While Trump and the Republicans may be eager to throw Obamacare out the window as soon as possible, they need to be warned: they absolutely should not take any drastic action until they have something to fill the resulting hole. Donald Trump has acknowledged the enormity of removing the current American healthcare policy by admitting that he plans on keeping parts of the Affordable Care Act in place after he takes office. He sees that there are terrible consequences to simply ripping up the ACA.
So, what are these consequences?
ObamaCare can be seen analogically as an addictive drug. Since the Affordable Care Act's birth in 2010, over thirty million Americans have signed up for Obamacare and, for the first time, have access to healthcare. Like an addict, they got hooked and had it made for them, at the expense of their employers and the millions whose premiums and deductibles saw ugly increases. The pros of Obamacare often outweigh the cons, but the American people have voted to get rid of it. So now, thirty million people will have a drug they have been reliant on stripped away from them. Going cold turkey when you're addicted to, say, heroin, is often deadly. Well, this concept is paralleled in the repealing of Obamacare when there is no plan to replace it.

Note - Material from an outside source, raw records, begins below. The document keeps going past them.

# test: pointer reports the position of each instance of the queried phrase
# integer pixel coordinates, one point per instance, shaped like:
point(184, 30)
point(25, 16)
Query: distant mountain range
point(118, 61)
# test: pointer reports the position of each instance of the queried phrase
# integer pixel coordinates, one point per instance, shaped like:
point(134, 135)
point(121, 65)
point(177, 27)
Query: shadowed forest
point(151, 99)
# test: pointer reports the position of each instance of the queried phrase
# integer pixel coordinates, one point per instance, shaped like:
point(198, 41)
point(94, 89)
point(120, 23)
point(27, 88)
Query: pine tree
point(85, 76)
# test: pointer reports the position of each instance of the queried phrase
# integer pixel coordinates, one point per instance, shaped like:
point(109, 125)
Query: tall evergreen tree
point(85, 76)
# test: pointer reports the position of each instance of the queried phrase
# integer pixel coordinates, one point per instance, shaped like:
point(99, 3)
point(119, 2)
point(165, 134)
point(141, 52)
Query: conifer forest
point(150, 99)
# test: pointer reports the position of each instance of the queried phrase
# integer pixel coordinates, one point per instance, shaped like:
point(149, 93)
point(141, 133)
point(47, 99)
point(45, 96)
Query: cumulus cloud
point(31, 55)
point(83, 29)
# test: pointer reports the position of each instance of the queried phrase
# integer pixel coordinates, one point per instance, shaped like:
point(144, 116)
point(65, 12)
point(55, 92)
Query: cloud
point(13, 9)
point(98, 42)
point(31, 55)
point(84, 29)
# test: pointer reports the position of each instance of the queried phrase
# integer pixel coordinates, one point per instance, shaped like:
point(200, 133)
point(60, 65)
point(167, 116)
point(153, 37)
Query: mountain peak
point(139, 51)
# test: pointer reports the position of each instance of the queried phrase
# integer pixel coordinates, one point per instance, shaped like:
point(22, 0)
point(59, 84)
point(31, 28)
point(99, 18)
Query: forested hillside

Senate Minority Leader Chuck Schumer said it best on Wednesday, January 4: this will "Make America Sick Again."
So, while the middle and upper classes can look forward to seeing their healthcare costs finally (or, hopefully) deflate, it is vital that a replacement is enacted as soon as possible.
Even Trump, one of the most outspoken enemies of Obamacare, is doing his to assure the public that, possibly through the parts of the ACA that he plans on keeping, Americans with pre-existing health conditions that are using Obamacare will not lose coverage once the law is repealed. How much of that promise that will eventually turn out to be truth rather than optimistic prediction is anyone's guess. But, there actually is a bit of meat to this plan.
Speaker Paul Ryan is one of the few popular Republicans who has actually been working on a better way to handle healthcare than Obama's way. In fact, that's the name of the paper he wrote containing these pieces to a less socialized healthcare system- a "Better Way." It calls, of course, for the repealing of the ACA, but with the catch that those who are sick but already covered will not only be protected from a loss of coverage, but will also not be charged more before, during, and after the transition from Obamacare to the next healthcare reform, which doesn't currently have a name but is speculated to be called something along the lines of "Trumpcare," because, why not. Vice President-elect Mike Pence has also promised this to the public, saying that this will be the case in the new healthcare reform "so long as they have paid their premiums consistently." Unfortunately, this all depends on one thing: whether wealthy people will sign up for this new health plan, because, that is where all the money that makes this possible will come from. So, the GOP's biggest challenge in this endeavor is to get wealthy people to sign up.
But, this is all good. This shows that there are ways to protect current Obamacare recipients while repealing Obamacare. It also shows that GOP lawmakers aren't the heartless monsters that the more left-wing media says they are, as they are pursing these protections.
The grand question is this: what can we expect? Are we going to see a full-scale transition from a semi-socialist healthcare system to a capitalist-to-the-core system? Or, will we see something Republican, but also sympathetic to current Obamacare users? The ideas currently being tossed around Capitol Hill form an entire spectrum within this range which makes it tough to predict this early in the game. But, whatever happens, the priority right now is to form a plan and a transition that will minimize, if not eliminate, any damage that current Obamacare users can receive. Because, while perfecting healthcare reform is an important duty for a government to implement, it is entirely unethical for a government to pursue this by taking healthcare away from thirty million of its citizens.